Cumhurbaşkanı Recep Tayyip Erdoğan, analistlerin de yirmi yılı aşkın bir süredir yaşadığı en büyük siyasi gerilemeyi yaşadı. Uzun süredir iktidarda olan Adalet ve Kalkınma Partisi (AK Parti) pazar günü ülke genelinde yapılan yerel seçimleri büyük bir farkla kaybederek, Erdoğan'ın geçen yıl yapılan genel seçimlerde iktidardaki sıkı hakimiyetini pekiştirmesinin ardından şaşırtıcı bir yenilgi aldı. Muhalefetteki Cumhuriyet Halk Partisi (CHP) ülke genelinde ve Erdoğan'ın kendi seçtiği AK Parti adayı için güçlü bir kampanya yürüttüğü İstanbul da dahil olmak üzere Türkiye'nin en büyük beş şehrinde zafer kazandı.
Yeni nesil siyasetçilerin öne çıkan figürü
Ne de olsa Erdoğan'ın kendi siyasi kariyeri de otuz yıl önce İstanbul Belediye Başkanlığı görevini başarıyla yürütmesinin ardından başladı. Türkiye'nin Karadeniz kıyısından ailesiyle birlikte gelerek metropolde doğan Erdoğan, meşruiyetini ilk olarak İstanbul'da kendi gözetiminde gerçekleştirilen inşaat patlamaları ve devasa bayındırlık işleri de dahil olmak üzere yetkin ve hırslı yönetim siciline dayandırdı. İstanbul'un görevdeki CHP'li Belediye Başkanı Ekrem İmamoğlu, Türkiye sahnesinde yeni nesil siyasetçilerin öne çıkan figürü oldu.

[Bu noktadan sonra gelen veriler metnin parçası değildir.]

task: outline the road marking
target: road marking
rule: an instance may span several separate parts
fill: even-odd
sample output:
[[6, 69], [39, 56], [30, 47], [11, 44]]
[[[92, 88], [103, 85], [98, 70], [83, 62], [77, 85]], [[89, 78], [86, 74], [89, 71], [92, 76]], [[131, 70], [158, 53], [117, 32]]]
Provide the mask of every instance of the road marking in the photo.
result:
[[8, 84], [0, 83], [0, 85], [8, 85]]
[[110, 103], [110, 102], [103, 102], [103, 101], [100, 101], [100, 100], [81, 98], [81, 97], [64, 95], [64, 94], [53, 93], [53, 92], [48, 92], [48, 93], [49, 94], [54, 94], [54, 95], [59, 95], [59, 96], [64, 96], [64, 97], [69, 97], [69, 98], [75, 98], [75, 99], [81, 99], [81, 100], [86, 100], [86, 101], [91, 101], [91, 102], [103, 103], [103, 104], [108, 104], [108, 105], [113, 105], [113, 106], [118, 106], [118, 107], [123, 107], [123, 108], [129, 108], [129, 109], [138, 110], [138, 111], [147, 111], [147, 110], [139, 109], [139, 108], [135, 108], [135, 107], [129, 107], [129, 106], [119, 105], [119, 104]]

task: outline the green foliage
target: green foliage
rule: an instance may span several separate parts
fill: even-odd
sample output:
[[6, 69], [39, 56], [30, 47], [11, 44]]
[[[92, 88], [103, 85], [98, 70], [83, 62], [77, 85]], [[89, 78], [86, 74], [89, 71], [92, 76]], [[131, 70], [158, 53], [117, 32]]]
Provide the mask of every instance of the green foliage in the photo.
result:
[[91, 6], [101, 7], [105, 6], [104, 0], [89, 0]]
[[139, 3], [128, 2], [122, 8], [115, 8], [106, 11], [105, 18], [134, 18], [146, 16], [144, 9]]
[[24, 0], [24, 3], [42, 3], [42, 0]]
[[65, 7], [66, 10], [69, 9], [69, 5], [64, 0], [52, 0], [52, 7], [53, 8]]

İmamoğlu pazar günü yapılan seçimin "Türkiye'de demokratik erozyonun sona erdiğine ve demokrasinin yeniden canlandığına işaret ettiğini" söyledi. Ertesi sabah, İstanbul'un muzaffer belediye başkanı, şehrin kalbindeki destekçilerinin önünde "tek kişinin vesayeti döneminin sona erdiğini" ilan ederek Erdoğan'a karşı olası bir meydan okumaya işaret etti.
En büyük neden ekonomi
Olayların bu şekilde gelişmesi, her şeyden önce, seçmenin iktidara karşı duyduğu öfkeden kaynaklanıyor. Beril Eski ve Kareem Fahim'in Washington Post'a yazdığı habere göre Erdoğan'ın ekonomiyi ele alış biçimi, hane halklarının yükselen enflasyon ve para biriminin değer kaybetmesi nedeniyle hırpalanmasıyla birlikte, yarışta en çok öne çıkan konu oldu. Erdoğan'ın geçen yıl saygın bir ekonomi ekibi atamasına ve Merkez Bankası'nın faiz oranlarını son on yılların en yüksek seviyesine çıkarmasına izin vermesine rağmen, enflasyon yaklaşık yüzde 70 seviyesinde kaldı.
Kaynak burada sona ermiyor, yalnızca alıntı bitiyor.